2. Qu’est-ce qui unit les membres du corps en un seul corps ? C’est le baptême dans (ou par) l’Esprit (v. 13). Or les chrétiens de Corinthe ne sont pas les seuls a avoir été baptisés dans l’Esprit. Si c’est le baptême dans l’Esprit qui unit les chrétiens de Corinthe entre eux, alors les chrétiens de Corinthe sont aussi unis aux chrétiens d’Éphèse, de Jérusalem, de Rome, qui ont aussi été baptisés dans l’Esprit.
3. Paul écrit : « Nous avons tous été baptisés en un seul et même Esprit pour former un seul corps » (v. 13). Il s’inclut donc dans le corps dont il parle. Or Paul ne se trouve pas à Corinthe au moment où il écrit, et il n’est pas membre de l’Église de Corinthe. Dans sa pensée, le corps ne se réduit pas à l’Église de Corinthe.
4. Parmi les ministères mentionnés, les fonctions des organes du corps, Paul mentionne en premier lieu les apôtres (v. 28). Or, à ce que l’on sache, il n’y a pas d’apôtre à Corinthe au moment où Paul écrit(3).
Pour ces quatre raisons, on doit penser que l’Église dont Paul parle dans tout le passage et qu’il compare à un corps est l’Église une, l’Église universelle.
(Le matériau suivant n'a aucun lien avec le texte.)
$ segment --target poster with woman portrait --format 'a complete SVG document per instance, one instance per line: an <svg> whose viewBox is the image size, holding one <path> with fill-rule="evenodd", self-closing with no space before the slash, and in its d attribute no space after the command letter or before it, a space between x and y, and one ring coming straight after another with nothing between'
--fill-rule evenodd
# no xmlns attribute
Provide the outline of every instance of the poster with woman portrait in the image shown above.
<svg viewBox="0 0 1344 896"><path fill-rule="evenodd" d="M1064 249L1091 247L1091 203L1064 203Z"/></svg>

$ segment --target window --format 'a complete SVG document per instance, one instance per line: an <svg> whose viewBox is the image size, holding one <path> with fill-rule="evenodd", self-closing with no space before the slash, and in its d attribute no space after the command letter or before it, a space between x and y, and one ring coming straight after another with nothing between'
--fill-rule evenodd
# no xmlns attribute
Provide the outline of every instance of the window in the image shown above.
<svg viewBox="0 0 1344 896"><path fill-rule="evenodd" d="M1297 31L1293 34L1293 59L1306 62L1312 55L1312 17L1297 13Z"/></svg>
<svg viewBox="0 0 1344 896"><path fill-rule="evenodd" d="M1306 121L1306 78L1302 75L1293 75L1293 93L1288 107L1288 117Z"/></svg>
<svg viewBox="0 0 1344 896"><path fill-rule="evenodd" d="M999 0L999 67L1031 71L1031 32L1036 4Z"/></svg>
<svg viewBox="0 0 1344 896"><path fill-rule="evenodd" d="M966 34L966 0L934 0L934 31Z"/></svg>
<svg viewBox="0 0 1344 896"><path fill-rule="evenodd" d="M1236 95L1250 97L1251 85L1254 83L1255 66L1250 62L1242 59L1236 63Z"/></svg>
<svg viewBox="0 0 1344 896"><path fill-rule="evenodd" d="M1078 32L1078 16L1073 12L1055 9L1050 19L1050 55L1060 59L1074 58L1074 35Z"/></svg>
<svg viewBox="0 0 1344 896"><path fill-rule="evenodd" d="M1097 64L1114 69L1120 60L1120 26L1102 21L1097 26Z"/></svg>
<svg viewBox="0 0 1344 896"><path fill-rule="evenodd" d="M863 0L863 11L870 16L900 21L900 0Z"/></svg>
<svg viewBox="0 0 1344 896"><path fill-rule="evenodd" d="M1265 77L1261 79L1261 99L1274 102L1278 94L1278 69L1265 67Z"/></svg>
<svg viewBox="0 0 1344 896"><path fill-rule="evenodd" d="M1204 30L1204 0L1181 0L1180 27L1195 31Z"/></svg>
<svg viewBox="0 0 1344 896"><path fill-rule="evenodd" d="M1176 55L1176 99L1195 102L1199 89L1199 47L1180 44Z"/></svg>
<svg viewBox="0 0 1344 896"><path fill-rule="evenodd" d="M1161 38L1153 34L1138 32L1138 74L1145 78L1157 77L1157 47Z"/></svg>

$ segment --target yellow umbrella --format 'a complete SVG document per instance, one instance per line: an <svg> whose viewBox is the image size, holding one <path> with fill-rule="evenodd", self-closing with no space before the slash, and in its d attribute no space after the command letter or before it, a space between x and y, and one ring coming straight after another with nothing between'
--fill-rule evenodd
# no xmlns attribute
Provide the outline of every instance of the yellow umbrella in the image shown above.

Il y a ici quelque chose de remarquable. Pour aborder des problèmes concrets de la communauté locale de Corinthe, Paul entame une réflexion sur l’Église universelle. C’est sur sa conception de l’Église une que l’apôtre fonde les exhortations qu’il adresse à la communauté locale. En fait, lorsqu’on considère le Nouveau Testament, on s’aperçoit que tous les textes qui donnent un enseignement ecclésiologique, un enseignement sur la nature ou les caractéristiques de l’Église, parlent de l’Église une. Cela ne veut pas dire que l’Église locale n’existe pas. Elle est bien présente dans le Nouveau Testament, mais simplement comme un fait, un fait voulu par Dieu. Par contre, dès qu’un auteur du Nouveau Testament élabore une ecclésiologie, c’est toujours de l’Église une qu’il est question. De même, lorsque Paul veut présenter une théologie de l’Église pour résoudre des problèmes locaux à Corinthe, le fondement de ses exhortations est une théologie de l’Église universelle.
On peut en conclure que, dans la pensée du Nouveau Testament, c’est l’Église une qui est la réalité fondamentale. L’Église locale ne se définit et n’a de raison d’être que par rapport à l’Église universelle : elle apparaît comme une manifestation locale de l’Église une.